У меня дух захватило от таких слов. Неужели Клэй видит ошибку? Где? В чем?

А Клэй молчал, поглядывая на бокал, где для него уже был приготовлен коктэйль с внушительным названием «Чудовищный».

— Я говорю не о технической мысли, — сказал он, наконец. — Идея интересна и правильно разрабатывается. Вам придется еще поломать голову, как связать плотину с берегом, чтобы весь массив не пополз у вас вниз по реке, как горный ледник. Но все это разрешимо. Вы можете поставить вашу плотину на небольшом подъеме, так чтобы вперед она не могла двигаться, а сзади на нее напирала вода. Все это можно выяснить в лаборатории и найти нужное решение. Мне непонятно другое: зачем вы затеяли все это?

Наученный горьким опытом, я уже не решался говорить о миллионе безработных.

— Конечно, — продолжал Клэй, — вы мечтаете стать миллионером.
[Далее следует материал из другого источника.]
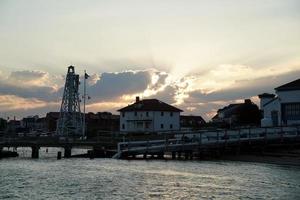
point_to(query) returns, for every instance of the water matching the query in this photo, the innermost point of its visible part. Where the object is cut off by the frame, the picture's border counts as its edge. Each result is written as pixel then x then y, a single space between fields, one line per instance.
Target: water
pixel 78 178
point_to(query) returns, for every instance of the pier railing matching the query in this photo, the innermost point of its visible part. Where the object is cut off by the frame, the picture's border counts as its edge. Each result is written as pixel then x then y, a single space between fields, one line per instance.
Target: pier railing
pixel 187 140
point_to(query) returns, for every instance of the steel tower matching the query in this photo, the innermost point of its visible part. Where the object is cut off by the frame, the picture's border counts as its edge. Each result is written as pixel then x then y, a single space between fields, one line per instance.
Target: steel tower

Все мы болеем этим в детстве. Но это мираж. На самом деле вам достанутся крохи, а барыши — Чиллу.

— Ваша идея принесет ему десять или сто миллионов. Он заработает их на поставке льда. Но какое вам дело до Чилла? Вы сыты, обуты, одеты, сидите в тепле… тепла здесь даже слишком много. Какой вам смысл ломать голову для того, чтобы Чилл стоил на сто миллионов больше? Вы потратите десять лет жизни и что в результате? Сегодня рабочие несут свои центы и доллары электрическим королям Смиту, Джонсу и Робинсону. Благодаря вам эти центы и доллары поплывут в новую монополию, где председателем будет Чилл, а пайщиками те же Смит, Джонс и Робинсон. А вы будете, как белка в колесе, — десять лет мчаться на месте и все ради того, чтобы изменилась вывеска. Стыдитесь, я был о вас лучшего мнения.
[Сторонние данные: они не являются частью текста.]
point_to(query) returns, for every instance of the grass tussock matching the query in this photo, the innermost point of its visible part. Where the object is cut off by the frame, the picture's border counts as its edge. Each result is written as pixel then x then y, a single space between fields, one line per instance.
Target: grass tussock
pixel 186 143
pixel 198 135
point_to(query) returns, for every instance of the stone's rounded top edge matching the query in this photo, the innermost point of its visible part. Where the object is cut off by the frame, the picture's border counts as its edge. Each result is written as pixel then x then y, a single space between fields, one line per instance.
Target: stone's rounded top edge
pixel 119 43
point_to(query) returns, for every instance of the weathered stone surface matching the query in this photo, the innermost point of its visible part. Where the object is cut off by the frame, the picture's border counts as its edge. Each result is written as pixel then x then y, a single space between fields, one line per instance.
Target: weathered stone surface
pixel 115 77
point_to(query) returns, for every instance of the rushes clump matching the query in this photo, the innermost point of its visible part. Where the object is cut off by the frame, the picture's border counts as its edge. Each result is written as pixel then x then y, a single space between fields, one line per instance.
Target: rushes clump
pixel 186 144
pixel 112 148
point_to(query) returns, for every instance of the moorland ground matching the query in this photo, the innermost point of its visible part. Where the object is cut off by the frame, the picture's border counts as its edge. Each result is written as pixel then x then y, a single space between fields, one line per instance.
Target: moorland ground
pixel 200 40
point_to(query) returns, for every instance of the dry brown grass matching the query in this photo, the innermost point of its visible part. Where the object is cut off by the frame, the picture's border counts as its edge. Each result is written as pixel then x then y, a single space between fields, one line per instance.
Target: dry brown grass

Вот и все, что сказал мне Клэй. Но, поспорив с ним мысленно, я доказал себе, что Клэя тоже незачем слушать. «Подумаешь, — говорил я себе, этакий пьяный буддизм, высокомерное созерцание коктейля. Просто Клэй растворил в спирте волю, ум и способности. И это очень жаль, потому что надо быть талантливым человеком, чтобы так на ходу бросить мысль о наклонном ложе для плотины».

Нет, это было не по мне — все порицать и ничего не делать. Я решил, что Фредди не настоящий инженер, а Клэй не настоящий американец.

Но где-нибудь, думал я, есть и настоящие люди. И когда кончится срок моего контракта, я поеду в Штаты и найду их. Конечно, это будет нелегко, но нехоженые пути никогда не бывают легкими.

Правда, прежде чем строить, надо было еще разгадать тайну русского льда, но я не сомневался, что это будет сделано.

— Если русские смогли, сможем и мы, — говорил я себе. — Я сам займусь исследованиями, если понадобится.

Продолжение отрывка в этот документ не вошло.